Producers identified their product with company logos on each bag. Ideally these needed to be removed, which usually required soaking the bag overnight in cold water then washing in warm soapy water and possibly boiling for 10 minutes to restore color. Removal of the logos was considered essential to avoid announcing the source of the fabric and any related stigma of poverty and “home-sewn.” On rare occasions, the logo was a feature of the design such as that worn by the little girl (pictured right).
A major contributor to the endurance of clothing from bags during World War II was textile restrictions imposed in support of military needs. The restrictions did not impact feed bag manufacturers because the bags were designated in the “industrial” category. Therefore, the high quality textiles used for feed bags were in abundance for the home sewer. Consequently, feed bag clothing became even more popular during World War II.
According to “Bag of Tricks for Home Sewing,” by the end of the war more than 800,000,000 yards of cotton fabric each year were made into bags.

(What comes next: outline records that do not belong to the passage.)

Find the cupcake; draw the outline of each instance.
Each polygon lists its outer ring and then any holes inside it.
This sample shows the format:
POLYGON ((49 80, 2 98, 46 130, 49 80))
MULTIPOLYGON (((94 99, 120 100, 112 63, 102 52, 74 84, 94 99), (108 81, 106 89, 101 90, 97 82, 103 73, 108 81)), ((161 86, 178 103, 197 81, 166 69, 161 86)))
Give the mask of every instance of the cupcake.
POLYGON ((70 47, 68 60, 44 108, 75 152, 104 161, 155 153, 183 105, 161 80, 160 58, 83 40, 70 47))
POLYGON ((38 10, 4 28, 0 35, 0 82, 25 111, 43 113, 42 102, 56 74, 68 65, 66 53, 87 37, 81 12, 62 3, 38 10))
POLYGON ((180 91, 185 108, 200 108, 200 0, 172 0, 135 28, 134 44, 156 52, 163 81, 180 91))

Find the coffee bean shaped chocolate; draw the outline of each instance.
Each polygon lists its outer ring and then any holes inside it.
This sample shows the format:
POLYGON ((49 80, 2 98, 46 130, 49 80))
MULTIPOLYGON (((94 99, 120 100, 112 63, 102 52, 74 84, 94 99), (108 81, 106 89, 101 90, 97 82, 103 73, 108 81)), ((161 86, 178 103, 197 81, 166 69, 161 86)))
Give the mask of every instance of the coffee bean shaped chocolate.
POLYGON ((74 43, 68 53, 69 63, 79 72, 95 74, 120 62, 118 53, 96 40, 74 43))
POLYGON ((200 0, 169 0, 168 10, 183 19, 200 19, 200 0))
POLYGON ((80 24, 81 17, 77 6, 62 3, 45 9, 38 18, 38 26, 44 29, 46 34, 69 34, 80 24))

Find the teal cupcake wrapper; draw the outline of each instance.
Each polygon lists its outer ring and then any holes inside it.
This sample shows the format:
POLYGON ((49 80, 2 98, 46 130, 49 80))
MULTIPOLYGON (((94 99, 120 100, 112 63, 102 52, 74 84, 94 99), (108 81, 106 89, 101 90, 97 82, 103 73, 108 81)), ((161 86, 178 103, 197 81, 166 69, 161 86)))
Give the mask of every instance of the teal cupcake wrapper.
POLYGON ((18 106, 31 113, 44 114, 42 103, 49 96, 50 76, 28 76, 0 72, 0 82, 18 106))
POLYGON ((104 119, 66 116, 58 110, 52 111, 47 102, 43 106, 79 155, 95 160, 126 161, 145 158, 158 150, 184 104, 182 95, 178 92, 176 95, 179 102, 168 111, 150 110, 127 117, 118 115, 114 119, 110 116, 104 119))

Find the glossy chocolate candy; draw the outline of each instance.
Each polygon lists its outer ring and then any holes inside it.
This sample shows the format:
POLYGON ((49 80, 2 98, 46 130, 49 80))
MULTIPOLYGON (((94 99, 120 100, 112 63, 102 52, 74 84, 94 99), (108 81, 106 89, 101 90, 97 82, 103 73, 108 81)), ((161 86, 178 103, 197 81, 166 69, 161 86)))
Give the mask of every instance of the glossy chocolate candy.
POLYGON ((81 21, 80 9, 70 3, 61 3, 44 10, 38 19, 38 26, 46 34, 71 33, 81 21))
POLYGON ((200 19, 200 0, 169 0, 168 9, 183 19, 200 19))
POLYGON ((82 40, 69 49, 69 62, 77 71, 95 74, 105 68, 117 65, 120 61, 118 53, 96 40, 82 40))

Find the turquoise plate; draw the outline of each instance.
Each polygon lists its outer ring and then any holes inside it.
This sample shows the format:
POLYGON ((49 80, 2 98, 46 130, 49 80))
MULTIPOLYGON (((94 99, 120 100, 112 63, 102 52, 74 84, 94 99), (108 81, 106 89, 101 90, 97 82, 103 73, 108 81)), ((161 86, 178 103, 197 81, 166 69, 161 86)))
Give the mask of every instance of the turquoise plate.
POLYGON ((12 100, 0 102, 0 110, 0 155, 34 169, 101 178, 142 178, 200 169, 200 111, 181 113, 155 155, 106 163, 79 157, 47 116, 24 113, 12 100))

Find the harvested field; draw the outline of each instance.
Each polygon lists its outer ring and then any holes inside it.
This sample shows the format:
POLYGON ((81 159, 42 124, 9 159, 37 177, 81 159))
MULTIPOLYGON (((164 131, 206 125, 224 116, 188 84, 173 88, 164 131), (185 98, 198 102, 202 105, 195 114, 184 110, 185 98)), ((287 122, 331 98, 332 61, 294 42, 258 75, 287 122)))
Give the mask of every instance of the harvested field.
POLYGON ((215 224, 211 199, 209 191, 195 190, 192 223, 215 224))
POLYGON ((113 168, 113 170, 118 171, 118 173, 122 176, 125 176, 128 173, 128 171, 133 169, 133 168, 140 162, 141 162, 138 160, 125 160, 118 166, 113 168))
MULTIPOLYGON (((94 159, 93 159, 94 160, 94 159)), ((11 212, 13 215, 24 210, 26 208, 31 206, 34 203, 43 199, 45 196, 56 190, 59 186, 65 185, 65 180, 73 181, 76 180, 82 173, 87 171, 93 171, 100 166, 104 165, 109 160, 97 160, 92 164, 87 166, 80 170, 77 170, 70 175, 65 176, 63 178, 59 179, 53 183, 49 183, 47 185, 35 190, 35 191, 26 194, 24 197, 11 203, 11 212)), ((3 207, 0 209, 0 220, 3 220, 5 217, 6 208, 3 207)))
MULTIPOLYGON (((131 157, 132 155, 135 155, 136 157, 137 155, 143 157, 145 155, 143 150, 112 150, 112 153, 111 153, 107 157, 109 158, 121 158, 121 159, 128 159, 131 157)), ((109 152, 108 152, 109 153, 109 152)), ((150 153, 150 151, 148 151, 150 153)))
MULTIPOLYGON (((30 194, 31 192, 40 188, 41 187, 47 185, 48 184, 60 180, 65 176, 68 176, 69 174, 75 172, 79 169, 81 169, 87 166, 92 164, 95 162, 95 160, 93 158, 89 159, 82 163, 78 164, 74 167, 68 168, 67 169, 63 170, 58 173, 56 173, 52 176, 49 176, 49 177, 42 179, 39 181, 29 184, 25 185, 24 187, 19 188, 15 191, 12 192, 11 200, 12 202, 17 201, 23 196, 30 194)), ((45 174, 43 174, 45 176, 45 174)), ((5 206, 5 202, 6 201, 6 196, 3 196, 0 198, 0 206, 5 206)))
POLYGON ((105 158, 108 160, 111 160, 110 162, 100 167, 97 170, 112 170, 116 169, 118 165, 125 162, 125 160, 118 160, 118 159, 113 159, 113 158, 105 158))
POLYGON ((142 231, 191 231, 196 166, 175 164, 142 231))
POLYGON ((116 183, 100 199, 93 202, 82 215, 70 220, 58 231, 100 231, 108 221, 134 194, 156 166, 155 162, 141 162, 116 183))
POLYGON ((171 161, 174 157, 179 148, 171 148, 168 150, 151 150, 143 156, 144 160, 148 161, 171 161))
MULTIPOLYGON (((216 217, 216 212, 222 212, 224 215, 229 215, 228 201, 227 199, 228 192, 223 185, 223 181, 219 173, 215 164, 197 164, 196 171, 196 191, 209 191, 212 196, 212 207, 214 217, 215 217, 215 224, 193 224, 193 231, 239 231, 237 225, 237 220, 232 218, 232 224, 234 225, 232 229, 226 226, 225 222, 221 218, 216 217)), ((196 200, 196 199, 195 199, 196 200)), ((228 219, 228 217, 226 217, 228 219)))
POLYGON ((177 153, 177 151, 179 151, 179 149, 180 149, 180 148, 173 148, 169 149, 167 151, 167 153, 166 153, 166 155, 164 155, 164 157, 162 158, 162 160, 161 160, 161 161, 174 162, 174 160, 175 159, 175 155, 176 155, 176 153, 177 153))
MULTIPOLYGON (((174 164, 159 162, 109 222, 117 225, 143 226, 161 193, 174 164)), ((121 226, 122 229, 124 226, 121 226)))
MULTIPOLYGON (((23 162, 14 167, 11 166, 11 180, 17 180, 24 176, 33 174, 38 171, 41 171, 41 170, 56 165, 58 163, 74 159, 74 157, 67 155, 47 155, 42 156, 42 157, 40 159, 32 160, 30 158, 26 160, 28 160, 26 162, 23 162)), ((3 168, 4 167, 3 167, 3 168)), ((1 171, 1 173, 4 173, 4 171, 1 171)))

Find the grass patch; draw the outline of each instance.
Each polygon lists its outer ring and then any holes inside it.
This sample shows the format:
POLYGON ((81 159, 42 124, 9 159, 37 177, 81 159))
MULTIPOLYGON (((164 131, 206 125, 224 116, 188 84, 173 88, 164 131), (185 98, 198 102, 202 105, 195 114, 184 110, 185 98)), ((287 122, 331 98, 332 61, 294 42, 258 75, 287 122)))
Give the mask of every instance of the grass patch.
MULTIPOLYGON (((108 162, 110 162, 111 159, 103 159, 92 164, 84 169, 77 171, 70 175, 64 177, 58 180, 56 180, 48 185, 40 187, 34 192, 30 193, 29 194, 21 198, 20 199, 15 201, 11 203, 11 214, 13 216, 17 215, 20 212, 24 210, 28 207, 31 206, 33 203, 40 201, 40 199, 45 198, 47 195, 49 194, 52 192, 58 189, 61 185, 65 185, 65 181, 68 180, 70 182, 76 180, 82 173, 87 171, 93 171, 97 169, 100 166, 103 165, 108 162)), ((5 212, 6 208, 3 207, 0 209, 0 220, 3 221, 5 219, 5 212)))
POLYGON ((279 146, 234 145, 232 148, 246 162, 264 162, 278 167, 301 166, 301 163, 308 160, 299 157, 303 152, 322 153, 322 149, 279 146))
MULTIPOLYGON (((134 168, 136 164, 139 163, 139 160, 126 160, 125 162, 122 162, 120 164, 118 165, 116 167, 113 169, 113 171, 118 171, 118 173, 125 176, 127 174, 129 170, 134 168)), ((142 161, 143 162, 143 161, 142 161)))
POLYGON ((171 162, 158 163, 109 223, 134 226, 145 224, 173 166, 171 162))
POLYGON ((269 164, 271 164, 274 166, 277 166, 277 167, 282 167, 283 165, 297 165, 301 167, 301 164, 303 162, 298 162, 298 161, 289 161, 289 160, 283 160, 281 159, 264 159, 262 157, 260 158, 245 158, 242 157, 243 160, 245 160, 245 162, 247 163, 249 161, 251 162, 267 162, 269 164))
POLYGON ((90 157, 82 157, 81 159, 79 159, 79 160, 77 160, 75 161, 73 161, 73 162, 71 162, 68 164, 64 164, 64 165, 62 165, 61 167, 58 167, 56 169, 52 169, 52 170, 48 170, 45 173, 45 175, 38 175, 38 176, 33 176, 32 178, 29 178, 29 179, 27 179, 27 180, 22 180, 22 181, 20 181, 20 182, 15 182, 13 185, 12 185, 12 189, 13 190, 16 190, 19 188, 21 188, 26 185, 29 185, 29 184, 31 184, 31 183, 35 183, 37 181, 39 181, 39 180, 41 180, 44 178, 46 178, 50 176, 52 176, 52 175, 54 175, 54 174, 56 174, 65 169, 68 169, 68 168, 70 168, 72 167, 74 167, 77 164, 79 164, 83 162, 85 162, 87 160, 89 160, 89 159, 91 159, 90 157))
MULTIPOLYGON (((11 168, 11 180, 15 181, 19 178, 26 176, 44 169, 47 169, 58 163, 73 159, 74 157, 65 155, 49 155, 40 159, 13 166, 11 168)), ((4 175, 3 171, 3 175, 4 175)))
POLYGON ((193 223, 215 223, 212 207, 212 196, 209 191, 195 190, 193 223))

In “Bag Magic for Home Sewing” (1946) the National Cotton Council declared feed bag clothing to be the “warp & woof of daily life, the simple virtues of thrift, ingenuity and skill—the virtues upon which in the last analysis, the future of the country rests.” In addition to recycling the bags, users were encouraged to save the string used to close the bags for crocheting; patterns were included in the booklets.
In the postwar years, the National Cotton Council and the Textile Bag Manufacturers Association concentrated on additional associations with two mainstream pattern companies and expanded the line of textiles to include percale, chambray, cambric denim, toweling, and rayon with a silky sheen. At the peak of the bags’ popularity, textile designers were hired to create exciting prints to attract consumers—both millers and the public. Bag manufacturers issued a wide range of textile colors and designs. In conjunction with Simplicity and McCall’s, they promoted national sewing competitions for adults and teens as well as traveling fashion shows featuring bag clothing through at least 1961.
The demise of feed bag clothing was brought about by the increasing popularity of less expensive paper bags, and in 1948 twenty states forbade re-use of cloth bags for food products. Combined with the increasing popularity of less expensive paper and plastic bags, the decline of farming populations, and increased availability of inexpensive ready-made clothing, this resulted in a low demand for cloth feed bags by the early 1960s. The cultural shift from primarily family-operated farms to large cooperatives resulted in many families moving to urban centers.
Fewer women were providing the family wardrobe, since ready-made clothing was readily available and more affordable. Home-made garments and gifts celebrating economy and thrift were no longer part of the American psyche.
Joy Spanabel Emery is professor emeritus at the University of Rhode Island, author of A History of the Paper Pattern Industry: The Home Dressmaking Revolution, and the curator of the Commercial Pattern Archive, which is the largest repository of patterns of everyday dress from the mid-19th century.
This essay is part of What It Means to Be American, a project of the Smithsonian’s National Museum of American History and Arizona State University, produced by Zócalo Public Square.